Funny thing, but the primary component of modern solar cells? Pure silicon. Solar panels people can actually use to power things are much more immediately valuable to trade than 'this element that could in theory be turned into a thing.' Their creation is complicated, but the invention's already been done, and they don't need to necessarily make the most cutting edge solar cells the market can provide. They just need to make ones that people can use. From there, trade and economics can start to make up the difference of the things Jeneora doesn't have.
This is, of course, a massive undertaking that she is not at all qualified for. Fortunately, having access to Nai's large library of very bored, perfectly healthy plants that she knows exactly how to leverage is quite an equalizer.

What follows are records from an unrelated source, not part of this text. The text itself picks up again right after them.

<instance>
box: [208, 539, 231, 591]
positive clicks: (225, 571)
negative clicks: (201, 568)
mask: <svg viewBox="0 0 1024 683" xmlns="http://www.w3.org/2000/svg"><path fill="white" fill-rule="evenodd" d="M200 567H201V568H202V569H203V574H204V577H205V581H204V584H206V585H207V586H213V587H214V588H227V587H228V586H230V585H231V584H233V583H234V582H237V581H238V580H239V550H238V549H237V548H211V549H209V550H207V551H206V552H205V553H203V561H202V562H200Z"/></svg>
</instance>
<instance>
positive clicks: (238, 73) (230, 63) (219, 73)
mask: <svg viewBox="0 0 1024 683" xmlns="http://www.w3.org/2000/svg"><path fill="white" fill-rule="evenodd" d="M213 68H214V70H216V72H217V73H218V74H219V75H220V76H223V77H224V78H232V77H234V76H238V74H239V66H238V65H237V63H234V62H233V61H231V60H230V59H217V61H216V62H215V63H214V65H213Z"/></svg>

Nai will tolerate her plots of rapid industrialization if she has a plan to hand him that will clearly not kill or even hurt any plants. With so many of them, they don't have to stomach the exhausting change of what things they are making. They can just specialize. Which is to say: she can write up these plans in her goddamned sleep, and this is almost quite literally a plant engineer's dream job. Certainly hers. With Nai's assistance and psychic snuggles, she doesn't even have to sleep or eat.
To say she is having the time of her life would be like saying space is big. It is exactly what she has always wanted to do with her life, it is fulfilling and interesting and challenging and it matters. She's not stuck at a senior engineer's heel, handing over boring optimizations of requests the board of investors have made, keeping her head down and being a good and dutiful worker bee for a decade until she's given real power. She's not stuck on a sand steamer with an unreasonable stack of expectations, idiots for bosses, and the knowledge that she's assisting in the ongoing torture of something pure and beautiful. If she had dreamed of an ideal future for herself, she wouldn't have been able to come up with something so perfect. Yvette hasn't figured out how to use Nai's gate to literally float, but it's hard to tell from observation.